My mother and I share many of the same interests, mainly film and watching said films. We’re currently doing the Oscar roundup – catching up on everything we’ve missed. A favorite pastime of ours is going to the Alamo Drafthouse. AMC and Landmark theaters and even Sundance have their merits but lack the Drafthouse charm.
Actually, San Francisco has a robust film community, something that surprised me after moving back from Budapest. I was immediately drawn to the San Francisco Film Society. For a modest yearly membership fee you gain access to advance screenings, become eligible to apply for film funding and you’re giving to a non-profit that supports local filmmaking. It’s great!
Which is why this holiday season I decided to buy my mother a membership. It’s a different kind of gift – nothing you can see – but something you can use. It’s unique. Specialized. A perfect gift for her.
So I get online and navigate to their website. It’s a strange process. The website is not intuitive – sorry San Francisco Film Society – and what would seem to be straightforward is not. At first it seems you can’t even buy a gift membership! Uhh, what is going on?
But it’s buried in there. I find it. Phew! I take great pains to make sure my mother cannot find out. Namely, using my email and phone number when it asks for hers. But I have to use her name. Alright, fine. And our address is the same, so I’m screwed there. But who sends mail anymore?
Finally, all info is correct and I pull the trigger. Christmas gift (at least one) complete!
One week later. And my mother is calling me at work. I answer and the conversation goes something like this:
“Did you buy a membership to the San Francisco Film Society on December 12?”
“Because I just got off the phone with them to buy you a membership for Christmas and they say you already bought one for yourself!”
“No, I did not buy myself a membership.”
“But they’re saying you did.”
Sigh. Am I really going to have to do this right now?
“I bought someone else a gift membership.”
I really am going to have to say it.
“Well it was for you, but now it’s no longer a surprise.”
Mom is happy. But quite perplexed. Why do they think you bought yourself a membership? I, of course, have no idea. More importantly, isn’t there some sort of registry that goes on with gift memberships? Like this person bought a gift for another person and so their name should be the one listed – and not the person buying the membership, because you know, it’s a gift? Shouldn’t there be some kind of notification?
I suppose our case was unique. Seriously, how many family members would buy themselves gift memberships to the same institution? I would hope many would – for San Francisco Film Society’s sake – but that’s probably not the case. And even if it did happen, they probably would not call the actual society to buy the membership. Nobody does anything over the phone anymore. Or so I thought.

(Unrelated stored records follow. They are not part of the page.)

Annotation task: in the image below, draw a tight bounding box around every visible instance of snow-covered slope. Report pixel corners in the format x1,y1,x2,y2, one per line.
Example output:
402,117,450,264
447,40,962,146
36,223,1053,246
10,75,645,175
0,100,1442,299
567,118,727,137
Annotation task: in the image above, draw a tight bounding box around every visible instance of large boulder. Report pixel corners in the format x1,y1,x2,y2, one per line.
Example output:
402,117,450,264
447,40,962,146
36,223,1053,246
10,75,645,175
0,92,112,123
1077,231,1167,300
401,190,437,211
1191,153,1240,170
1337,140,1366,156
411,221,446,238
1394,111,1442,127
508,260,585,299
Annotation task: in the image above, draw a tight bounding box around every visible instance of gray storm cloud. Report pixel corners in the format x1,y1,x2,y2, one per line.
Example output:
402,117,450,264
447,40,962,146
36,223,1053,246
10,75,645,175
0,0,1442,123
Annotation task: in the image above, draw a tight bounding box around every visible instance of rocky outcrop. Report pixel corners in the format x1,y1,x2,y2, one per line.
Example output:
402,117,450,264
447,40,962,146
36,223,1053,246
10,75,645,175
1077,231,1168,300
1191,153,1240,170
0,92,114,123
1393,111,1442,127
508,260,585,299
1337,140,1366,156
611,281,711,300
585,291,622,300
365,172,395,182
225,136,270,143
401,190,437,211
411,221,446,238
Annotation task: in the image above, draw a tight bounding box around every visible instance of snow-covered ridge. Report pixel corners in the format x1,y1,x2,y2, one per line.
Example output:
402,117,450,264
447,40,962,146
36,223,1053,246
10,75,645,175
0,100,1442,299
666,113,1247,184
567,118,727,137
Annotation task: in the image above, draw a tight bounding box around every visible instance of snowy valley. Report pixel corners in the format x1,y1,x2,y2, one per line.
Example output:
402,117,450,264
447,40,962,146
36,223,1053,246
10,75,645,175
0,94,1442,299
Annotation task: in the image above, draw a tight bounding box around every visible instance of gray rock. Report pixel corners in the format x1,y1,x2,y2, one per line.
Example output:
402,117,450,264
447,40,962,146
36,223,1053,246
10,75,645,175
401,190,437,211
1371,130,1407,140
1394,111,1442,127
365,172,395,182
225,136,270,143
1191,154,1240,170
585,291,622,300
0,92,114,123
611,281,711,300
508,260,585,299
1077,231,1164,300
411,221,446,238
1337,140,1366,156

“Well, I will call them back and we will sort this out. Thanks so much again, honey!”
I hang up and look at my two colleagues.
“So, get this.” I give them the breakdown. I expect an ‘Oh shit, man.’ Or ‘That sucks!’ Or anything that would jive with my current disbelief at what just happened.
But that’s not what I get. Because they’re laughing uproariously.
“You both got the same gift for each other? That’s adorable!”
Deep sigh. And that’s what I get for living with my mother.